Scholastic has cut its team of editorial directors for educational publishing from three to one in its latest phase of restructuring.
Jane Morgan, formerly editorial director of the early years programme, will become editorial director for all educational magazines
and books. She will report to Max Adam, m.d. of educational publishing.
Gina Nuttall, editorial director, books and magazines, and Gill Moore, editorial director, primary publishing, will both leave the company. They follow their former manager Annie Peel, director of educational books, who left the company last month.
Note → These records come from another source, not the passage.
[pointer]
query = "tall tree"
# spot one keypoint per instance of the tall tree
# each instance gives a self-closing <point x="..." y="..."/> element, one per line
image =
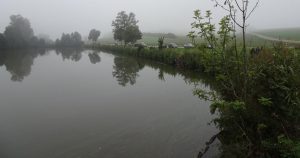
<point x="240" y="11"/>
<point x="94" y="35"/>
<point x="125" y="28"/>
<point x="69" y="40"/>
<point x="19" y="32"/>
<point x="2" y="41"/>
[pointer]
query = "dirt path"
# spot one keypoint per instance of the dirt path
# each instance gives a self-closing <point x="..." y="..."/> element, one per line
<point x="275" y="39"/>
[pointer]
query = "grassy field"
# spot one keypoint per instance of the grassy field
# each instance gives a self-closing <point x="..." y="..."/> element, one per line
<point x="285" y="33"/>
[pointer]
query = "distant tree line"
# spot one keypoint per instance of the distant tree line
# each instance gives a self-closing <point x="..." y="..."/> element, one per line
<point x="69" y="40"/>
<point x="125" y="28"/>
<point x="166" y="35"/>
<point x="19" y="34"/>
Ian Ronald, Scholastic UK m.d., said that the educational programme would be re-evaluated during the next few months. "Naturally Max and Jane will look at the products as anyone new would. But there is no reason to suppose that it needs fundamental change. We are not embarking on a full scale strategic review." It was too early to say if more jobs would be lost.
Meanwhile Richard Robinson, Scholastic Inc chairman, c.e.o. and president, told the Financial Times—in the context of US publication of Harry Potter and the Order of the Phoenix—that trade publishing tended to show "low growth and lousy margins".
But Mr Ronald told The Bookseller that the UK trade division was in good shape. "Trade publishing in the UK is extraordinarily profitable. We needed to improve profits at book clubs and school book fairs, not trade publishing."